Not only that, but the crash in oil prices is putting hundreds of dollars per month into the pockets of most families in California. While that isn’t going to help improve their debt-to-income ratio on a loan application, it’s certainly going to make folks feel wealthier and perhaps more optimistic about assuming massive long-term debt in the form of a mortgage loan.
The inventory problem is supposed to solve itself. The theory goes that rising prices will result in more people finally putting their homes up for sale…but that still is not happening. Just the opposite, in fact – at least for now.
We’re also supposed to see retiring baby boomers leave their “sprawling” ranch houses and retire to Florida or some god-forsaken place like Texas, to take advantage of a lower cost of living. But if you paid off your $750K ranch house 10 years ago and your property tax bill is $2K per year, why exactly would you leave the lovely Shire of Santa Cruz?

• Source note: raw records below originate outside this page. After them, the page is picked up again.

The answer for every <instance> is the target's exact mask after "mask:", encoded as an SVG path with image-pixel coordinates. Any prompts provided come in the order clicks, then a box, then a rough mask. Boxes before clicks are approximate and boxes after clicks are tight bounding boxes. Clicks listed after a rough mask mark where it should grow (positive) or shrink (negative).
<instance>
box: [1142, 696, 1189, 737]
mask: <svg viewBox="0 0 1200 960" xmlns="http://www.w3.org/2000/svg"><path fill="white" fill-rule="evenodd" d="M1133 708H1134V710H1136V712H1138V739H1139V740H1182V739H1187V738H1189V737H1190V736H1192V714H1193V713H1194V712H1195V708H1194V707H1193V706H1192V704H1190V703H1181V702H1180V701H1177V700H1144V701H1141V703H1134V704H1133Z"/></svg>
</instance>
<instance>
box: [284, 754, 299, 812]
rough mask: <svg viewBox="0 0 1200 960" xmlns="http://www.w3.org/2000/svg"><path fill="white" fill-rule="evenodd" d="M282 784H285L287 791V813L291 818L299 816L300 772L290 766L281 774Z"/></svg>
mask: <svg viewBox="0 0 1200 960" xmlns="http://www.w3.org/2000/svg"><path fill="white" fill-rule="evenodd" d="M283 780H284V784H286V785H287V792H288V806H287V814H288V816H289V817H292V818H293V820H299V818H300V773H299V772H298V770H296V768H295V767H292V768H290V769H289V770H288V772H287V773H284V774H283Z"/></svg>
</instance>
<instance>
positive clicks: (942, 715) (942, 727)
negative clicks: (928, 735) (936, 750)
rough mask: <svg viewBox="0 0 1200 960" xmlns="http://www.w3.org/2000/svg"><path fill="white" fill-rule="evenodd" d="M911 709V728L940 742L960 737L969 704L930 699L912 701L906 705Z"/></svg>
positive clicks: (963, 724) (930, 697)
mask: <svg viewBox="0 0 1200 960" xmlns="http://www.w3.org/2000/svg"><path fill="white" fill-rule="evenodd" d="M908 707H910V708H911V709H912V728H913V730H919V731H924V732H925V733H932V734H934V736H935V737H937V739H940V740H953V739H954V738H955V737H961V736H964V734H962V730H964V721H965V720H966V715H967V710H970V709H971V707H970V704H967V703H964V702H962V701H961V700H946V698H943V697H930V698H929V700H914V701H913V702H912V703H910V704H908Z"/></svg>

“Aging in place” isn’t limited to Santa Cruz county – the good folks at the AARP, for example, recently published a survey which indicated that 87% of people over 65 want to stay in their homes as they grow older.
In short, it’s shaping up to be another banner year for those few home owners who are looking to sell their homes. But what of the beleaguered buyers who have been trying to get into a home in a market like this, with too many buyers chasing far too few homes?
The good news is that we pretty much have nowhere to go but up, at least in terms of the absolute supply of homes. Supply typically is lowest in the winter time, and there should be some more homes coming on the market this spring and into the summer. However, it’s looking increasingly unlikely that there will be anything close to enough supply to meet demand, and we can expect prices will keep rising – or at the very least, they won’t be retreating any time soon.
This is the time of year when people like to make predictions for all kinds of things – and the housing market is a perennial favorite. The California Association of Realtors is forecasting that the median price for homes in California will increase by 5.2% in 2015 compared to 2014, with a 5.8% increase in sales volume. They’re also forecasting a 3.0% increase in U.S. GDP for 2015, and that unemployment will be 5.8% – but that would actually be an increase in un-employment from today, as the official unemployment rate fell to 5.6% in January. More importantly, C.A.R. forecasts that California unemployment will drop to 6.7% in 2015 compares to 7.5% in 2014.
That’s all very well and good, but what’s the forecast for Santa Cruz county in particular? The good folks at Zillow are always happy to provide an instant forecast. For Santa Cruz county, Zillow is currently predicting that home prices will increase 4.2% in the coming year. If you look at their instant forecast, you’ll also note that the Santa Cruz county real estate market is rated as “very healthy” with a score of 9 out of 10, and only 8.1% of homes having negative equity and only 5% of homes delinquent on their mortgages.
From this early point in the year, the writing on the wall is pretty legible: with a resurgent economy, low interest rates, and cheap gas in the tank, the Santa Cruz real estate market is primed for another year of increasing prices. While 2013 and 2014 were both amazing years to sell a home in Santa Cruz, it seems that 2015 is setting up to beat both of them. Only time will tell.